抄録
Therapeutic drug monitoring (TDM) was first introduced for the purpose of controlling the blood concentration of aminoglycoside antimicrobial agents below a toxic level. At present, it is also utilized for monitoring whether or not the blood concentration of a drug administered reaches its therapeutic level. Precise, rapid and simple methods for assaying drug concentration are indispensable for the effective application of TDM. Reliable definition of pharmacokinetics is also important.
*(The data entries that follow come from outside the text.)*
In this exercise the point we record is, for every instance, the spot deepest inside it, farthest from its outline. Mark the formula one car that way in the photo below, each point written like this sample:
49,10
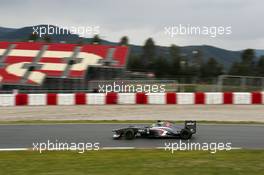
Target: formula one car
157,130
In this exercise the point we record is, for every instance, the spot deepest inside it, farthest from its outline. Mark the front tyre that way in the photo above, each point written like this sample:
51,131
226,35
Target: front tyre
129,134
185,134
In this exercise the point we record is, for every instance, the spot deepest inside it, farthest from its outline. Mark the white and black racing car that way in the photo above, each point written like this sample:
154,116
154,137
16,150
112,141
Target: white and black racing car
157,130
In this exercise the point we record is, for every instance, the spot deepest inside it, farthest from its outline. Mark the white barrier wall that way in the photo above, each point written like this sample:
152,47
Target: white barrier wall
210,98
37,99
66,99
7,100
96,99
157,98
185,98
214,98
126,98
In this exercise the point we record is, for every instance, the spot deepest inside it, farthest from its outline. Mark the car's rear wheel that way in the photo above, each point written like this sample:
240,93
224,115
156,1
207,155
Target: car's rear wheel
185,134
129,134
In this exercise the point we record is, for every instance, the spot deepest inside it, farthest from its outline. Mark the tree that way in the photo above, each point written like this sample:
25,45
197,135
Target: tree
246,66
197,58
211,68
46,38
134,63
260,66
123,41
161,67
175,60
149,53
96,40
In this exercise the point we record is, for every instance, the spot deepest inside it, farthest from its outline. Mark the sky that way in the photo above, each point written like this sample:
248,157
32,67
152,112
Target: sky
141,19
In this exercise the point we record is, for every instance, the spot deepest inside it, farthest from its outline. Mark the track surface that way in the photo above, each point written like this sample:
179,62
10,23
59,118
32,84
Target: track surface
22,136
136,112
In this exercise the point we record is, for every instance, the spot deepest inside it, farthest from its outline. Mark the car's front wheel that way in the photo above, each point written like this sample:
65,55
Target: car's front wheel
129,134
185,134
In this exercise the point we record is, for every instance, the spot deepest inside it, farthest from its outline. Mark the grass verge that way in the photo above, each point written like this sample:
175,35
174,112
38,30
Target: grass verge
117,122
133,162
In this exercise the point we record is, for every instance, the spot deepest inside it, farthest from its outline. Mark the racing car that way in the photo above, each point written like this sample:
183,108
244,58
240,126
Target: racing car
159,129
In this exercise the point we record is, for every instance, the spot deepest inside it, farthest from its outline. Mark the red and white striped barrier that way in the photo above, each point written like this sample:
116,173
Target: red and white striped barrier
208,98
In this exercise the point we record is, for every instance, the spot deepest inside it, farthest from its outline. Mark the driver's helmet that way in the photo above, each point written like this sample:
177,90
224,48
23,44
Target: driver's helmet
160,123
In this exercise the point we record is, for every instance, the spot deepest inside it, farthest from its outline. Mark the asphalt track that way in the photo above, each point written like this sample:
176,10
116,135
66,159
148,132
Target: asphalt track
22,136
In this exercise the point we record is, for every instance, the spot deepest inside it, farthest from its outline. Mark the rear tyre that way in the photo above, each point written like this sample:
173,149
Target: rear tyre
129,134
185,134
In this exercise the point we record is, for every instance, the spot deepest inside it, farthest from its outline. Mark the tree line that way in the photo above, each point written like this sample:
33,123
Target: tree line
175,64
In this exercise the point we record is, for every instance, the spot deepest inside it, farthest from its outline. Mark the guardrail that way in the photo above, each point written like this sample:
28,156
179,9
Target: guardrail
199,98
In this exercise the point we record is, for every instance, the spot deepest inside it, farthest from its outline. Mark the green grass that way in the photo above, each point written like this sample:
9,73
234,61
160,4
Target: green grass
132,162
116,121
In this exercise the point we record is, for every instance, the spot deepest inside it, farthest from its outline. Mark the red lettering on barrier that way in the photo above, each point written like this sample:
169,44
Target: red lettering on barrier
51,99
256,98
21,99
80,99
141,98
228,97
171,98
199,98
111,98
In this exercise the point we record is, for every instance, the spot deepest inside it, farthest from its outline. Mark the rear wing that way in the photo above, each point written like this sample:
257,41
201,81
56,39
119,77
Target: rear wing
190,125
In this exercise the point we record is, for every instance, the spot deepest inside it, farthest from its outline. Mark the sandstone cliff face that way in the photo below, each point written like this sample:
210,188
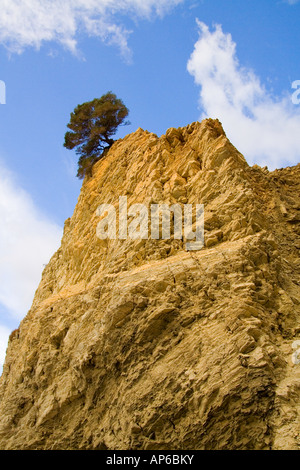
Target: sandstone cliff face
139,344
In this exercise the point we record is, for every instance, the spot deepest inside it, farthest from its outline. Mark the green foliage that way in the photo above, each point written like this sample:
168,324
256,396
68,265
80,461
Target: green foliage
92,125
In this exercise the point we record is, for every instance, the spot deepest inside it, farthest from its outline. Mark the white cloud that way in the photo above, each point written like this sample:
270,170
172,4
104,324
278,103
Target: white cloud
263,127
32,22
27,241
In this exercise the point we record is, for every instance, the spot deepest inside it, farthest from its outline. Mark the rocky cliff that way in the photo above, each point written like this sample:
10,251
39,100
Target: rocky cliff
140,344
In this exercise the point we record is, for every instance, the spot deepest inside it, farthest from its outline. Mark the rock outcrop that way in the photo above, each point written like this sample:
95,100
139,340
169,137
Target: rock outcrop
140,344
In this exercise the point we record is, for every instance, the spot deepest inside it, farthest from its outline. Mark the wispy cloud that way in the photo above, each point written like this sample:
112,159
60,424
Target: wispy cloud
265,128
27,241
33,22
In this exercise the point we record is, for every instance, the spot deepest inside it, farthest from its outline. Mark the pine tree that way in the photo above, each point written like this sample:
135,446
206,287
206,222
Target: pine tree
92,125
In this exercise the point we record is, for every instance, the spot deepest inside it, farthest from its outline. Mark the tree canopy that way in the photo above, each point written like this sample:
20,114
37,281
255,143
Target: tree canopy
92,125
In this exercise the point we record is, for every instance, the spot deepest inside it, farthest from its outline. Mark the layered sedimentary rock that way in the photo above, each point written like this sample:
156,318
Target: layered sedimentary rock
141,344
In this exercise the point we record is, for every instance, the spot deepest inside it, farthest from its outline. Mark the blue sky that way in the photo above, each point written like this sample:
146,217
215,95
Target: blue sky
171,61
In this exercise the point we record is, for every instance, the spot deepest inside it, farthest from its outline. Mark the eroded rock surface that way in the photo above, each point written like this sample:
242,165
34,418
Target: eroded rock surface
140,344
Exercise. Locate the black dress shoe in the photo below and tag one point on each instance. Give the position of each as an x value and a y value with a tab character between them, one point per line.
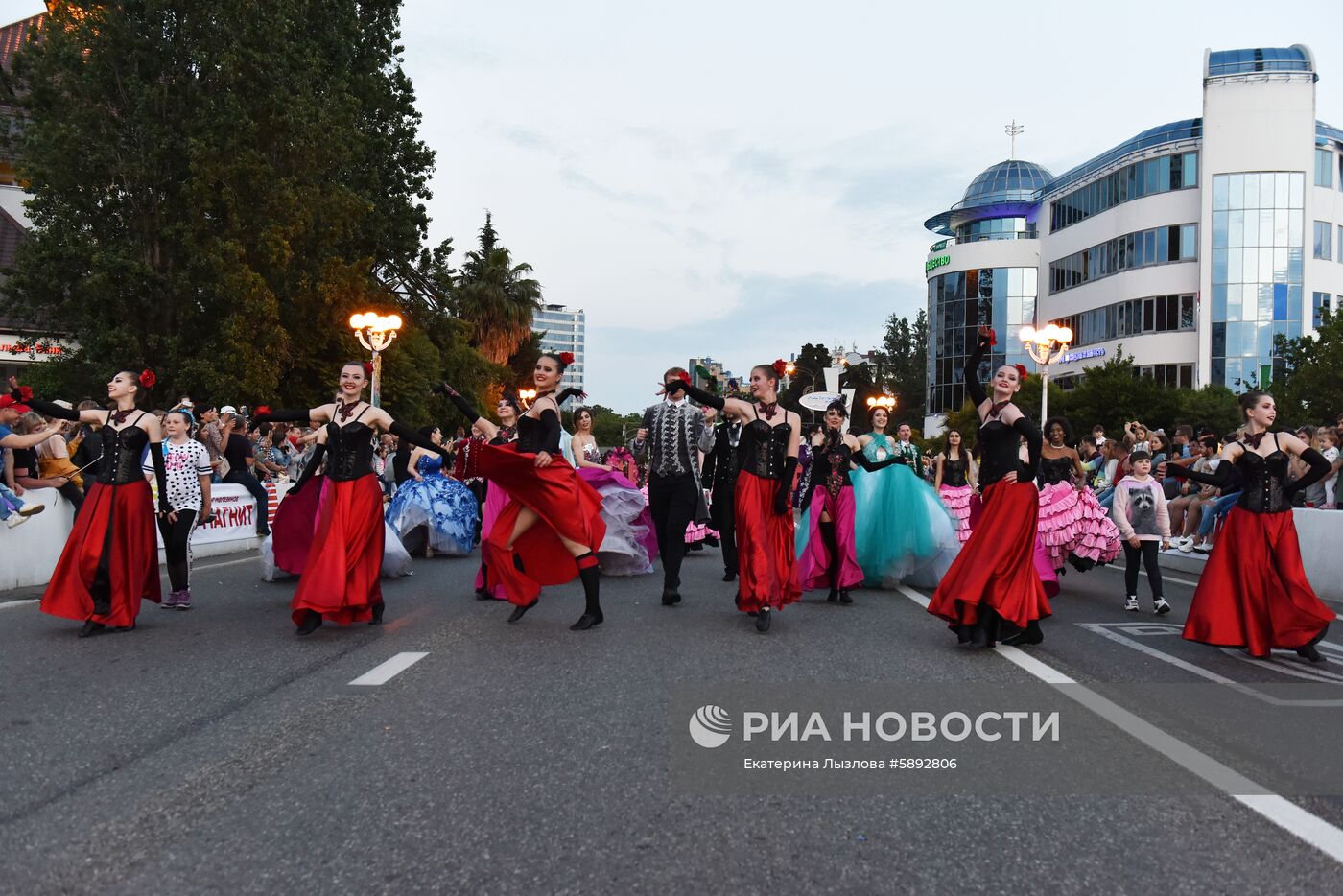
587	621
311	624
90	627
519	611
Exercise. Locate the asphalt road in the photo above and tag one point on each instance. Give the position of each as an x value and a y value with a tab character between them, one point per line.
214	752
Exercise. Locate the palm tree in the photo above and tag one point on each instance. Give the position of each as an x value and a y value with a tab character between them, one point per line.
496	297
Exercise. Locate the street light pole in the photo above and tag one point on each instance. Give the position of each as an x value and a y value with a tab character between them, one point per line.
1045	346
375	333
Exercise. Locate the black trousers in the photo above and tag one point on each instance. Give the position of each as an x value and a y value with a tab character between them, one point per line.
1148	555
725	522
258	490
672	502
177	536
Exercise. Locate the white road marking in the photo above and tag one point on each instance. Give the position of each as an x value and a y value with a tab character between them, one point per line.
1285	814
383	673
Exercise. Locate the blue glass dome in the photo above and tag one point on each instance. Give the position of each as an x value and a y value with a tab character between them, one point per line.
1007	181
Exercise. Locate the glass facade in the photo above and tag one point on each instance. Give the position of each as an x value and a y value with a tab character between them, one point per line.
1144	177
1141	248
1258	269
1323	239
1131	318
957	304
996	228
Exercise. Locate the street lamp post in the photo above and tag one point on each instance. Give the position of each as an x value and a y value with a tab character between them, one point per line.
1045	346
375	333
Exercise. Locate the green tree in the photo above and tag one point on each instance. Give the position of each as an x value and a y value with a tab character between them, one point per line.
214	187
496	295
1311	389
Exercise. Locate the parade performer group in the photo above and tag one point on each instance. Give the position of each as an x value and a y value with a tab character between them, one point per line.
994	578
866	516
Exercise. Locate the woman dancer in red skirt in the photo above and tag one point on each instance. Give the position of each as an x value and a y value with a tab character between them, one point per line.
110	562
551	529
768	450
829	554
994	578
1253	593
342	577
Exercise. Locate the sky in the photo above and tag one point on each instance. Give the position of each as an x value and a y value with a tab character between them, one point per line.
735	178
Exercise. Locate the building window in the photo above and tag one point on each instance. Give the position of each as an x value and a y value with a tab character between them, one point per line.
1319	302
1323	167
1132	181
1142	248
1323	239
1256	271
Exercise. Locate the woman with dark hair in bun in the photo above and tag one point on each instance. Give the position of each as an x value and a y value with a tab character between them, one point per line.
110	562
1253	593
994	578
551	529
767	560
826	553
340	577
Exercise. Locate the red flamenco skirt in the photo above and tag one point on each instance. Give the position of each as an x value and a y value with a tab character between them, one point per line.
342	573
997	566
568	508
767	560
110	562
815	560
1253	591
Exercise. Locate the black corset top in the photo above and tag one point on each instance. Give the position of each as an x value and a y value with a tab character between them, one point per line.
1056	469
349	450
1262	479
763	449
121	455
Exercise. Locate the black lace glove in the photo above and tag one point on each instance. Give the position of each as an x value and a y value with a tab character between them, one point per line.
311	469
785	490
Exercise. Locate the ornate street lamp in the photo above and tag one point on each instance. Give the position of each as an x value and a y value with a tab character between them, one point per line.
1045	346
375	333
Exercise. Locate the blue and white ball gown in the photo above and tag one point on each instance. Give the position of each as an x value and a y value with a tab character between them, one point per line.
439	503
902	529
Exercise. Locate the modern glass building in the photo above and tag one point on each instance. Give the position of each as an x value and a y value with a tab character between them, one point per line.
563	331
1185	245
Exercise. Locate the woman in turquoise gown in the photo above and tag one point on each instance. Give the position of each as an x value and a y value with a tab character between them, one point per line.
903	530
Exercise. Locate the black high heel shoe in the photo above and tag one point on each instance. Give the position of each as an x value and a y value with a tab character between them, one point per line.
520	611
587	621
311	624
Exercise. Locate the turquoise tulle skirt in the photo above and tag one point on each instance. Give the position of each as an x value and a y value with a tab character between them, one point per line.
902	529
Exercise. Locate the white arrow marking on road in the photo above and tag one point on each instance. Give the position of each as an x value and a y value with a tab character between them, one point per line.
383	673
1283	813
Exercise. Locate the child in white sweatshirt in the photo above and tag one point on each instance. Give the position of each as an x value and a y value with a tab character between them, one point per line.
1139	510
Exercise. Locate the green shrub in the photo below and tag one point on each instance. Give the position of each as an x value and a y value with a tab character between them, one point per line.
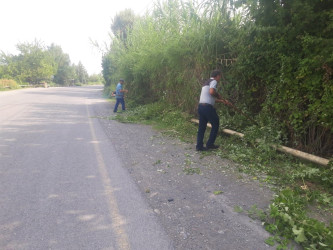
8	84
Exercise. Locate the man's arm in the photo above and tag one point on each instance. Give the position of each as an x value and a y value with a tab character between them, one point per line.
218	97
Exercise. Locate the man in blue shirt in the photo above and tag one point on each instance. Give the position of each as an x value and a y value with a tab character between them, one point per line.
120	91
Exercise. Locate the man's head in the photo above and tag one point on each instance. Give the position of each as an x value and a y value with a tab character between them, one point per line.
216	74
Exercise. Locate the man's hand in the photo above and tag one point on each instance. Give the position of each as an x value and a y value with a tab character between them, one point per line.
224	101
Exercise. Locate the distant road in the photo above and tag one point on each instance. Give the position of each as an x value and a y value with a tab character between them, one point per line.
62	185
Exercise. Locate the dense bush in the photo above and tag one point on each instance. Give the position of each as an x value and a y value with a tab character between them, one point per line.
276	57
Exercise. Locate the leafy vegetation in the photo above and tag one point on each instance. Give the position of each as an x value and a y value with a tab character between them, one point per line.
276	57
36	64
6	84
302	209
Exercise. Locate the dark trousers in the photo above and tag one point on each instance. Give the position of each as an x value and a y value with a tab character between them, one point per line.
207	113
119	100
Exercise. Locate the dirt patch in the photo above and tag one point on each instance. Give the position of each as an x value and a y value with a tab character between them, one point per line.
194	195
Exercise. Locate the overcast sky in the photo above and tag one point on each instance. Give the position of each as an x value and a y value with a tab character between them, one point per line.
68	23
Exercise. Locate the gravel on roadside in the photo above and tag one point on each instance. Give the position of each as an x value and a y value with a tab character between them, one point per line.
193	194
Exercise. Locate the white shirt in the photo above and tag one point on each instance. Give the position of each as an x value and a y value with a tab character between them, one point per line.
205	96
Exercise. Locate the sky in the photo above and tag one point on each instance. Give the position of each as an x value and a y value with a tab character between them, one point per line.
71	24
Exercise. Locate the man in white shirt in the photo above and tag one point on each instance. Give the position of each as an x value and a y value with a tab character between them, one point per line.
207	112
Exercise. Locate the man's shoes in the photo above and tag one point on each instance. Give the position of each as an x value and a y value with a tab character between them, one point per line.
213	146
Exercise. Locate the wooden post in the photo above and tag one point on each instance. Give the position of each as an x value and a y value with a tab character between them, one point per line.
284	149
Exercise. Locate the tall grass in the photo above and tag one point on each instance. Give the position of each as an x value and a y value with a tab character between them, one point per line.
169	52
6	84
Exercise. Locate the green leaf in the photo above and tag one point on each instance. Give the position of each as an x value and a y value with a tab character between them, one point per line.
300	234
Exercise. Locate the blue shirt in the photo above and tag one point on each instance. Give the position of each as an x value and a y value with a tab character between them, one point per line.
118	93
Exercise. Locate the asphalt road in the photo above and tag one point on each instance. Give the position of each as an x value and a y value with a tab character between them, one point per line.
62	184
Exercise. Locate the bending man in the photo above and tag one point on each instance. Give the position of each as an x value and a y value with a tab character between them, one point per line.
207	112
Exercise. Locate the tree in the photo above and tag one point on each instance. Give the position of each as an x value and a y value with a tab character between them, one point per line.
81	73
122	23
34	63
65	72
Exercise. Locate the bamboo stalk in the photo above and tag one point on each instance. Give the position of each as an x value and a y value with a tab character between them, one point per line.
284	149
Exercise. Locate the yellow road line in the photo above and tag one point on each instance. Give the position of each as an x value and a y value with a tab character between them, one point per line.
116	219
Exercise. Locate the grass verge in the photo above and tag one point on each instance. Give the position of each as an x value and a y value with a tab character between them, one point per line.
302	209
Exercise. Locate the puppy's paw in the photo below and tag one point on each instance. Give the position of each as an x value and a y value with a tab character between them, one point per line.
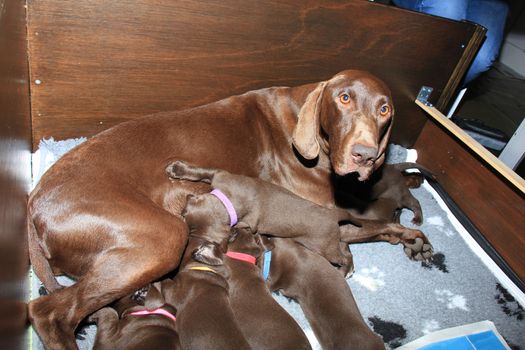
418	250
208	253
417	220
177	169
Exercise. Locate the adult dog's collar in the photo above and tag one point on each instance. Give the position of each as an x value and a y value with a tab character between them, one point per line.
242	257
158	311
228	204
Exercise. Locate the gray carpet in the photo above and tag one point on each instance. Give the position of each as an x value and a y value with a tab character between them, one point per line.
401	300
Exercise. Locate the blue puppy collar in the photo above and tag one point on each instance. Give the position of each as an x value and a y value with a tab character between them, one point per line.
266	264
Determination of intracorporeal concentration of antimicrobial agents has been achieved by immunoassay (radioimmunoassay and enzyme immunoassay) in addition to conventional bioassay techniques. High performance liquid chromatography is desirable for drugs that produce metabolites in the body. Although the blood level of a drug represents an intra-corporeal concentration, it can also be estimated from the penetration of the drug into the saliva for many drugs. Measurement of drug distribution in tissues and organs is carried out as a common practice using small animals to estimate drug distribution in man. For correct estimation, establishment of a reliable pharmacokinetic model is prerequisite. In studies of pharmacokinetics, due to the advancement and wide-spread use of computers during these last 10 years, a computerized method of calculating pharmacokinetic parameters based on a compartmental model has replaced conventional determination of parameters, including the half-life from graphically arranged data. If reliable parameters are formulated on the basis of amassed data including blood or tissue-drug concentrations through a great many repeated experiments, they will no doubt greatly contribute to the effective application of TDM by appropriate pre-planning of doses to be administered without going through time-consuming pre-TDM calculations. Although methods of pharmacokinetics are already established, a method for accurate estimation of tissue distribution of drugs in man drawn from measurements made in small animals still remains to be established. We have reached a stage of proposing a tentative plan for formulating patterns of a simulation curve for tissuedrug migration in man.